Individually, these generators are often just a few MW or tens of MW in scale. They can be quickly and flexibly sited and are able to survive on a diet of infrequent usage (for example operating in short-term balancing markets in addition to the capacity market).
The growth of this sector has been another source of criticism of the capacity market outcomes, drawing newspaper headlines such as “dirty diesel generators in line for government subsidies” (e.g. here). On one hand this is true: after all, diesel generators are by no means “clean” energy so why provide them with another nice revenue stream, pushing cost onto consumers?
On the other it’s worth remembering what the capacity market is all about: guaranteeing capacity at least cost to energy consumers. Even aside from the fact that these small units are clearly competitive with respect to the latter, it’s worth remembering that winning capacity market contracts doesn’t mean that these generators will run for any significant time. Comparing the size of the capacity market stack with the supply mixes we see on the days shown, we can see that demand will almost always be met by the generating sources listed below these units. They largely provide a safety margin above the peak demand actually experienced.
Remember also that the capacity contract is about being there if needed. It’s an insurance policy for power at specific points in time. It’s not about generating additional amounts of energy over substantive time periods. If the availability of these small, flexible units to cover small amounts of capacity on rare days like January 10th allows the integration of larger quantities of renewable power, then the clean electricity the latter generates on other days will hugely outweigh any emissions from the brief use of “dirty diesel” (or gas). So while they may not be everyone’s preferred, long-term solution (including mine), these small, very flexible generating units are likely a “necessary evil” for the foreseeable future.
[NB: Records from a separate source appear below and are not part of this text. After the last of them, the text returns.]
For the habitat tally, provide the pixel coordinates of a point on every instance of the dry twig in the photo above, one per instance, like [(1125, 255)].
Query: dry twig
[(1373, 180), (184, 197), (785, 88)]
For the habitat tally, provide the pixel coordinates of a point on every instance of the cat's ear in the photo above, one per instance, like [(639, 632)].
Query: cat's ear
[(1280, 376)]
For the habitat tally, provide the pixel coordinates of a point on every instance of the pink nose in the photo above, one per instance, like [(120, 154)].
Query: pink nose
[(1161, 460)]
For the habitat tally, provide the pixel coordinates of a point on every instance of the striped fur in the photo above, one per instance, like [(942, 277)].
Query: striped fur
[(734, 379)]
When capacity is more than enough
To further illustrate that point, bear in mind that the last chart picked on three “worst-case” days: ones with high demand and little wind. For most of January, when the wind was blowing, the capacity we’ve guaranteed via the capacity market looks like overkill; and those “dirty diesels” certainly won’t get a look in (Fig 4). And bear in mind too that there is plenty of time before 2021/2022 to contract additional capacity for that winter through a future auction, for example a T1.
Here are three windy days, January 17th, 23rd and 28th. There’s certainly no capacity shortage here!
Figure 4: Three windy days in January 2018 (fuel mix at peak demand and future capacity market comparison); data from gridwatch and National Grid, analysis by Grey Cells Energy
Capacity markets in Britain and elsewhere are likely to be growing features of electricity market policy – not least to ensure that the growth of renewable power sources is balanced with the need to provide system reliability, even in the most unlikely scenarios of supply availability and demand.
Britain’s market is now a few years old, but its rules and processes will certainly evolve and be tweaked as time goes by. There will continue to be both opportunities and risks in building business cases based on future capacity market revenues. The economics which determine its outcomes will continue to change. I’ve also hinted at some of the objections that have been raised in respect of its outcomes (dirty diesel, subsidising existing plants and so on) – these too may lead to policy changes.
Regardless of the future of the capacity market, I hope this article has given you an insight into some of the current variables at play, the debates that arise and the fundamental electricity mix issues that the capacity market is aiming to address.